Jatropha curcas. On présente souvent cette plante coriace comme le nouvel or vert. Et pour cause, le fruit de cet arbuste originaire d’Amérique centrale, est riche d’une huile dont la viscosité, proche de celle du diesel, lui vaut l’appellation de biocarburant de seconde génération. Et cela, malgré la haute toxicité dudit fruit et de la sève de cette plante qui a la particularité de pousser sur des sols arides délaissés par la filière agricole.
Boeing avait fait savoir dès 2007 qu’il travaillait à des expérimentations sur ce type de biocarburant, qu’il baptise le « Bio-Jet » en référence au Jet-A, le kérosène traditionnel.
Mais, la grande première a eu lieu plus récemment, le 30 décembre dernier. Un Boeing 747 de la compagnie Air New Zealand a volé dans le ciel néo-zélandais pendant deux heures avec l’un de ses turboréacteurs Rolls Royce RB211 alimenté par un réservoir rempli d’ « huile de jatropha ». Les trois autres réacteurs consommant du carburant classique.
L’appareil a atteint les 35000 pieds sans problème, des tests en amont ayant été réalisés pour s’assurer que l’huile de jatropha ne gelait pas – contrairement au diester – à cette altitude.
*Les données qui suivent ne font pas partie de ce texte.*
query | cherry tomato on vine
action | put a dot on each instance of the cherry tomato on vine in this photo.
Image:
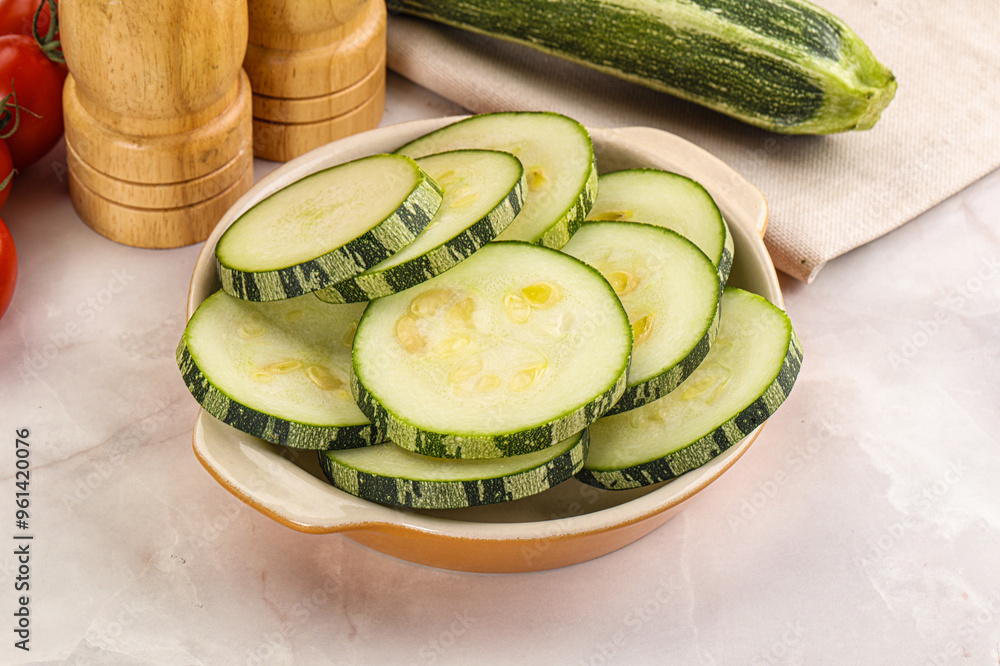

Au vu de la réussite de cette première expérimentation grandeur nature, la compagnie Air New Zealand va devoir, pour aller plus loin et envisager un jour de banaliser l’utilisation, sécuriser les champs de cultures de cet arbuste. Des hectares qu’il faudra sélectionner avec précaution. Comme le dit notre confrère de Futura-Sciences, il est en effet complètement inenvisageable d’alimenter les flottes d’avions de ligne avec des carburants produits sur des terres empruntées aux cultures vivrières.